Meskipun hal ini dapat dimengerti, hal ini meningkatkan jumlah diagnosis yang dibuat dan tidak fokus pada penghindaran diagnosis, seperti dengan memperbaiki cara mengajar anak-anak, memperbaiki tempat kerja agar mereka lebih ramah terhadap neurodivergen, dan menawarkan dukungan tanpa mengharuskan seseorang memiliki diagnosis.
8. Diagnosis menjamin akses terhadap dukungan dan sumber daya.
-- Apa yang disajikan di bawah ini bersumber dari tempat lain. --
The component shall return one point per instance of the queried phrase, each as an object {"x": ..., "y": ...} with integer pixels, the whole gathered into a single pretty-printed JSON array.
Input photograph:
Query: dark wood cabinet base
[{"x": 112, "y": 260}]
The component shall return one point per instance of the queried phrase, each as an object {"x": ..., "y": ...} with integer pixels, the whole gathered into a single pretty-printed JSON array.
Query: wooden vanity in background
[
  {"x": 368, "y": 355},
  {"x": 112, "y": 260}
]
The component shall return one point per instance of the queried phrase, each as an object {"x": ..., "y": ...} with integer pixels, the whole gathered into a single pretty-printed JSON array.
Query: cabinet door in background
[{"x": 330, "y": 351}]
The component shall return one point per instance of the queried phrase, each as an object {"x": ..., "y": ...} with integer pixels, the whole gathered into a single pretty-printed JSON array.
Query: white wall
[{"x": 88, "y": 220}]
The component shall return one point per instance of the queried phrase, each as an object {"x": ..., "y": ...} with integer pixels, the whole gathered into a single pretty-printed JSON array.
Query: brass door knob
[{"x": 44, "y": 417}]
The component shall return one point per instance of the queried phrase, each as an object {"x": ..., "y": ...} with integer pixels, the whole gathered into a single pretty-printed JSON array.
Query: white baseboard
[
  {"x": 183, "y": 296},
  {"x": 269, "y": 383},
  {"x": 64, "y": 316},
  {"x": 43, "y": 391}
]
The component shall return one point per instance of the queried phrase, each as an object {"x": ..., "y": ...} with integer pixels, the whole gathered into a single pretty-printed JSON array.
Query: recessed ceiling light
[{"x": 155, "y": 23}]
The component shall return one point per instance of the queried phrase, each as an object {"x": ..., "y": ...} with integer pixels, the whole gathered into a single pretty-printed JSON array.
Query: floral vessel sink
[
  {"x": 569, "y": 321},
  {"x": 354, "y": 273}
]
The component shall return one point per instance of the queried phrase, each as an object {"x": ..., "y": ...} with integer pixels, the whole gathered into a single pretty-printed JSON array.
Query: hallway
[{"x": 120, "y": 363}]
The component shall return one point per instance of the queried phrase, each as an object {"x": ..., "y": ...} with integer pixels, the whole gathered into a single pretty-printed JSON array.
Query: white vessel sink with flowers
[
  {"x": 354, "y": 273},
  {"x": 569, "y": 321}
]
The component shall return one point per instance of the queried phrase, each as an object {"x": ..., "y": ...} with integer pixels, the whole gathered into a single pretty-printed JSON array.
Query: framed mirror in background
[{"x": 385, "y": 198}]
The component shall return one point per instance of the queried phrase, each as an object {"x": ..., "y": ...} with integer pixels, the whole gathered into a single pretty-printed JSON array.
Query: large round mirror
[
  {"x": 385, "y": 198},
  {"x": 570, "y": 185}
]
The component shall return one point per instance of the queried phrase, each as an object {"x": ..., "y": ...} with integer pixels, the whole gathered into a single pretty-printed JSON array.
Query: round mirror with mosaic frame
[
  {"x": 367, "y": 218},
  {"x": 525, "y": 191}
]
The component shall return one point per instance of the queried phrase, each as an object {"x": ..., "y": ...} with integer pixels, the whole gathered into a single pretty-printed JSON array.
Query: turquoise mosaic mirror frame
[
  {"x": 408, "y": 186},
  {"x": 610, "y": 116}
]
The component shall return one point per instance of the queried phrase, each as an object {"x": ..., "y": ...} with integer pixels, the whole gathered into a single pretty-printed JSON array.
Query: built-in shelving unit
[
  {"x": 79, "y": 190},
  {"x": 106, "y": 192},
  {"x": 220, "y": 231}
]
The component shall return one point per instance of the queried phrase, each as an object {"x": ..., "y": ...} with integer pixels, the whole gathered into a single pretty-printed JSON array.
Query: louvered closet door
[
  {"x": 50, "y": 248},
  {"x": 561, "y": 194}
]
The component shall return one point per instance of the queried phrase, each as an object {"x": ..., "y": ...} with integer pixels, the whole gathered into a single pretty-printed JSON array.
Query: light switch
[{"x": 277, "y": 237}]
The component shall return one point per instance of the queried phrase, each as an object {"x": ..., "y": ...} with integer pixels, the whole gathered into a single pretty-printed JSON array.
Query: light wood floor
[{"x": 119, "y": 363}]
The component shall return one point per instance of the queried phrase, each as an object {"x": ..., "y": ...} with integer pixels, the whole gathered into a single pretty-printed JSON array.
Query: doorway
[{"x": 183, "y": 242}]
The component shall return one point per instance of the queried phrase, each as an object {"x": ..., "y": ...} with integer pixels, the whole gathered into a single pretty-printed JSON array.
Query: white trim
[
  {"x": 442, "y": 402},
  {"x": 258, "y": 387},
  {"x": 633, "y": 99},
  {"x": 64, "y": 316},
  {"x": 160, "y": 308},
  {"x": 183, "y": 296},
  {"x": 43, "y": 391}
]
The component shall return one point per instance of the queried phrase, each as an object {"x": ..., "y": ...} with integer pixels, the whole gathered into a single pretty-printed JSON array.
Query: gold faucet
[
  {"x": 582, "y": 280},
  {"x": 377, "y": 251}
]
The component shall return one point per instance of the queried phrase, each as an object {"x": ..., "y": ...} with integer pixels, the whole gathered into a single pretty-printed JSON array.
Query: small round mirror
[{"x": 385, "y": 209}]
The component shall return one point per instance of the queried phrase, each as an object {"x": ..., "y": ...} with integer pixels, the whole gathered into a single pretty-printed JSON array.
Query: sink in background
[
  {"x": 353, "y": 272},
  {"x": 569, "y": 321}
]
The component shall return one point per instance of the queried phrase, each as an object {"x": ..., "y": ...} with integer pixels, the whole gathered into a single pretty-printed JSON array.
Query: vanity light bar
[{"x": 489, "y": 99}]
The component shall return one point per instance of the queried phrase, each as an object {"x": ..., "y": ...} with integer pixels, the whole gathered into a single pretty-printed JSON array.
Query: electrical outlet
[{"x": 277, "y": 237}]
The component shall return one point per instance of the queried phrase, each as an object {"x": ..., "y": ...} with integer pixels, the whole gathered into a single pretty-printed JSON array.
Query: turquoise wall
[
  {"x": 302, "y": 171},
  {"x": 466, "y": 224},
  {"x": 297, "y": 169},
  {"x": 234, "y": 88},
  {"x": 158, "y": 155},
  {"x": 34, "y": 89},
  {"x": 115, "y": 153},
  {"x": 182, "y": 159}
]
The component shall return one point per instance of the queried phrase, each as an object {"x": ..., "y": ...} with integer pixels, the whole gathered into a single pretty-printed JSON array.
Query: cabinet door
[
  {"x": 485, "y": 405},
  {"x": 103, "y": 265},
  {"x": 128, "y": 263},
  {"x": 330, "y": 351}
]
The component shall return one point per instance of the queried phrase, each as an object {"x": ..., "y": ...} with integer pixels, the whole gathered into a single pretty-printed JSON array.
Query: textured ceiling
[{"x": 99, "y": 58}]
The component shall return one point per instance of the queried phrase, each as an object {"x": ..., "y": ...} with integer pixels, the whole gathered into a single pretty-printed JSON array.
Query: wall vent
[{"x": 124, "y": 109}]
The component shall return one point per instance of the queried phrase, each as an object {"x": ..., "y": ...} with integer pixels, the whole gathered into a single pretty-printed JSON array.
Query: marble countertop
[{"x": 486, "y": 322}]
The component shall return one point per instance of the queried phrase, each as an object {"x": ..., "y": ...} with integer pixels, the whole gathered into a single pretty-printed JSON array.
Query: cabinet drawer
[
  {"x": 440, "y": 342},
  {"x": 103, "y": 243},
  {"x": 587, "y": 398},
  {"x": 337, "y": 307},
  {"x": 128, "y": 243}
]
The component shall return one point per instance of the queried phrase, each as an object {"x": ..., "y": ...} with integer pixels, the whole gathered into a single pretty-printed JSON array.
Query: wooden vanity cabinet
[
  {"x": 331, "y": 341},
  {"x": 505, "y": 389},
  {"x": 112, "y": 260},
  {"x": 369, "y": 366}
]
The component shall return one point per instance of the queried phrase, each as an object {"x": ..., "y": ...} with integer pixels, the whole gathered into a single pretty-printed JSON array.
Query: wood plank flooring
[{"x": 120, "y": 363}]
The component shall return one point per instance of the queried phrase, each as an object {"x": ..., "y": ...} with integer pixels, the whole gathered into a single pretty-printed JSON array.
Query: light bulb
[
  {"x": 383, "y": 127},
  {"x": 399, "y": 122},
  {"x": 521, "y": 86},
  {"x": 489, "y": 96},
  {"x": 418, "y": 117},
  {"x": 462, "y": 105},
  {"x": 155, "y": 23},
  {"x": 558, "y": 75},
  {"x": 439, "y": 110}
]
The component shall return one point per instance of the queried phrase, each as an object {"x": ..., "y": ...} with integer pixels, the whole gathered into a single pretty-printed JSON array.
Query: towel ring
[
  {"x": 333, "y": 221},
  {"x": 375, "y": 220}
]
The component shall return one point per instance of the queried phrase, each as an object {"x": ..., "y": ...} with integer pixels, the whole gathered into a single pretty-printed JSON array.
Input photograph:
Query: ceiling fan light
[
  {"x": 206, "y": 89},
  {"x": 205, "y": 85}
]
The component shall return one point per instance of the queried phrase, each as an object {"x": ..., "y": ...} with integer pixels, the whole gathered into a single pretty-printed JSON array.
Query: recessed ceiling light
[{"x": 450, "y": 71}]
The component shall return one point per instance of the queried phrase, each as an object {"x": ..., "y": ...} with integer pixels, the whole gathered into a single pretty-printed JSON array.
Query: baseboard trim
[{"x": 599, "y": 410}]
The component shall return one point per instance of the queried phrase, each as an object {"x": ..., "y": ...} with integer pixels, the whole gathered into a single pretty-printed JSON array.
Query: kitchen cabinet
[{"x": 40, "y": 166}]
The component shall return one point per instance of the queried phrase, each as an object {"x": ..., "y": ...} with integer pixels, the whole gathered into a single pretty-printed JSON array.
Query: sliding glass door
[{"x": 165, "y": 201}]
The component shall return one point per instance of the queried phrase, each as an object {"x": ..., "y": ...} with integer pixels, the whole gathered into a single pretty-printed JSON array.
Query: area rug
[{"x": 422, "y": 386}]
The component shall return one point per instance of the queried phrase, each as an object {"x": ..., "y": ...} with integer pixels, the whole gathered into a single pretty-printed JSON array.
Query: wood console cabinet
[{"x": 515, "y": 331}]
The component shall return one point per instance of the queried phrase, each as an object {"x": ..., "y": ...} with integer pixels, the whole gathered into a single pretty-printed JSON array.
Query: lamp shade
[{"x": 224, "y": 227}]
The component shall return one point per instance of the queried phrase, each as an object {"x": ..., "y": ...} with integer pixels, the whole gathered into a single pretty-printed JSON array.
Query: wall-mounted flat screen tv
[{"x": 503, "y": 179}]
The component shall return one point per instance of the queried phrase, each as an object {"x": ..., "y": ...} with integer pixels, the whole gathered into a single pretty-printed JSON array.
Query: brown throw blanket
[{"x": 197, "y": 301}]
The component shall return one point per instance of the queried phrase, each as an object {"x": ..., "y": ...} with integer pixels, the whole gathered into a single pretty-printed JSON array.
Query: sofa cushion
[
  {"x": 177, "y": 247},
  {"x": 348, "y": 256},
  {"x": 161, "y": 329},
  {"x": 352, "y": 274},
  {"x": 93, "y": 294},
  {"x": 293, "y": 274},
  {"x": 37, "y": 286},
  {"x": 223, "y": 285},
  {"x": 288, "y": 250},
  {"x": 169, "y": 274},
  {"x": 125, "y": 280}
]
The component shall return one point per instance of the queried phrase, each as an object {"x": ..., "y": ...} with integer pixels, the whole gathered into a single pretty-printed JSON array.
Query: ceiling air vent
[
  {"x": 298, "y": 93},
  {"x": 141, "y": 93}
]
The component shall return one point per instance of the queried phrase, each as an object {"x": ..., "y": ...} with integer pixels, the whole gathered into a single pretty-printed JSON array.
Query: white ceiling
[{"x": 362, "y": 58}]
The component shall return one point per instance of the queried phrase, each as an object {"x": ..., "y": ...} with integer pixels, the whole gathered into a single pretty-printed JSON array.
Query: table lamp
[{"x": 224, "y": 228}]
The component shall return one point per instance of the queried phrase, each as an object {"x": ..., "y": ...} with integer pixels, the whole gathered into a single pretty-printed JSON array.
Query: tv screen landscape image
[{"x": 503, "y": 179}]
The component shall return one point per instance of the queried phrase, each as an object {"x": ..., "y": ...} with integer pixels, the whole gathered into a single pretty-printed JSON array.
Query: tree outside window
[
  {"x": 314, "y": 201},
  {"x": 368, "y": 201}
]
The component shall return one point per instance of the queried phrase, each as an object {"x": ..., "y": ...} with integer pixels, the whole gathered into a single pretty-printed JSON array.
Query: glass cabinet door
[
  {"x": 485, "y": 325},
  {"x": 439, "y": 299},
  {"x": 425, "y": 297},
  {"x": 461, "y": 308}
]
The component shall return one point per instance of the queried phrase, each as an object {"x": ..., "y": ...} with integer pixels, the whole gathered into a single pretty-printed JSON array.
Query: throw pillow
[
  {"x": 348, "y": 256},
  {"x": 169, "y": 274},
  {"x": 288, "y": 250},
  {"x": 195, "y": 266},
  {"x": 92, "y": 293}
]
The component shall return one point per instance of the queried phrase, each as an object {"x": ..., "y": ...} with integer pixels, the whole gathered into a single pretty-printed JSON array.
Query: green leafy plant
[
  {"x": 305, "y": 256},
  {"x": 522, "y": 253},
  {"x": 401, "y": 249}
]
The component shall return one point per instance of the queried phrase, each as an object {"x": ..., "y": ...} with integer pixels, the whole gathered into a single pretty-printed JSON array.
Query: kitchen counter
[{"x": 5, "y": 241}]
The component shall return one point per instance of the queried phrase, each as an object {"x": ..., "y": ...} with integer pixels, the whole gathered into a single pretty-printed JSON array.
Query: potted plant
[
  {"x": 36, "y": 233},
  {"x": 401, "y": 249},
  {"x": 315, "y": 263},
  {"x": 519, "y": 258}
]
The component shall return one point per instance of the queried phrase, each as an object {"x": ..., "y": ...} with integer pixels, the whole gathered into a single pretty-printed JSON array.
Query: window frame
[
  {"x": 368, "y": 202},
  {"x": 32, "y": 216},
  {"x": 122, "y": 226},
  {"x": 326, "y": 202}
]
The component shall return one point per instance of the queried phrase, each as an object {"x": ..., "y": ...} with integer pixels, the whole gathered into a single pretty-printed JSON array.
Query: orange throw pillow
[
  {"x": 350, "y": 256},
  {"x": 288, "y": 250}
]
Di sebagian besar masyarakat, layanan dibangun sedemikian rupa sehingga hanya diagnosis klinis yang menjamin akses terhadap dukungan dan sumber daya. Seringkali ini merupakan satu-satunya cara bagi orang-orang dan keluarga mereka untuk mendapatkan dukungan.
Secara umum, tidak banyak tindakan yang dilakukan untuk orang-orang yang tidak memiliki diagnosis karena penyedia layanan tidak mendapatkan penggantian biaya sehingga kurang berkewajiban untuk mengambil tindakan. Jadi orang yang membutuhkan dukungan lebih cenderung aktif mencari diagnosis. Dan para profesional lebih cenderung membantu mereka dengan memberikan diagnosis, bahkan jika orang tersebut tidak memenuhi kriteria diagnostik untuk ADHD – sebuah fenomena yang disebut “peningkatan diagnostik”.
Artikel ini awalnya diterbitkan pada Percakapan oleh Sven Bölte di Institut Karolinska. Baca artikel aslinya di sini.